For the first time, an entire gallery is dedicated to ballet, recalling Christian Dior’s own foray into costume design for Roland Petit’s Treize Danses in 1947, as well as Maria Grazia Chiuri’s work for Sharon Eyal and Gai Behar’s contemporary piece Chapter 3: The Brutal Journey of the Heart in 2019. The show unfolds across thirteen themed sections, from the romance of gardens to the drama of balls, revealing the craft, imagination, and evolving spirit of the ateliers at 30 Montaigne.

La Galerie Dior (11, rue François-Ier, Paris 8) is open from 11 am to 7 pm, every day except Tuesday. Last admission is at 5:30 pm. Online reservation is recommended on galeriedior.com.

 

Fashion on the Move #3, Palais Galliera

Peter Knapp, Rita Scherrer à St-Moritz , VdeV, 1970.

 

At Palais Galliera’s Gabrielle Chanel galleries, the third chapter of its Fashion on the Move series focuses on winter sports and the evolution of fashion in motion. On view until October 12, 2025, the exhibition traces how sporting activities, once the domain of England’s 18th-century aristocracy, sparked a centuries-long transformation in clothing and cultural attitudes toward the body.

Through archival pieces from the museum’s collection, alongside select contemporary loans, the show explores the rise of sportswear, the shift in women’s clothing for physical activity, and how athletic aesthetics reshaped ideas of beauty and mobility. It’s a thoughtful look at how fashion has adapted to movement, reflecting both the demands of sport and the changing ideals of freedom, health, and style.

 

Paul Poiret: Fashion is a Feast

Thérèse Bonney (1894-1978). Paul Poiret and model Renée in the salons of his couture house, 1 rond-point des Champs-Elysées. 1927. Gelatino silver bromide print by ARCP, [198.], from the negative. Bibliothèque historique de la Ville de Paris.

 

Known as the couturier who liberated women from the corset, Paul Poiret helped usher in the modern era of fashion with designs that celebrated movement, color, and theatrical flair. This sweeping retrospective—his first major monograph at the museum and in Paris—traces the arc of his revolutionary career, from his early work with Doucet and Worth to the launch of his own house in 1903. Through over 550 works, including garments, accessories, perfume bottles, and archival images, the exhibition offers a window into Poiret’s maximalist imagination and his collaborations with artists like Raoul Dufy and Georges Lepape.

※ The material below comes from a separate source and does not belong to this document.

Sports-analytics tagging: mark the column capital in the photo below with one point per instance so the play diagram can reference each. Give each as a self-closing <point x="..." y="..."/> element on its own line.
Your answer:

George Barbier — Cover of Les Modes magazine April 1912 Paris, Manzi, Joyant et Cie, 1912 Gravure © Les Arts Décoratifs

 

Visitors are immersed in the many worlds he bridged: from Belle Époque salons and Ballets Russes-inspired silhouettes to his fantastical parties and pioneering ventures in home decor and fragrance. The show also touches on Poiret’s lesser-known legacy as a creative director avant la lettre—an orchestrator of total aesthetic experiences whose influence can be seen in everyone from Christian Dior to John Galliano.

Paul Poiret: Fashion is a Feast is on view until January 11, 2026, at the Musée des Arts Décoratifs in Paris.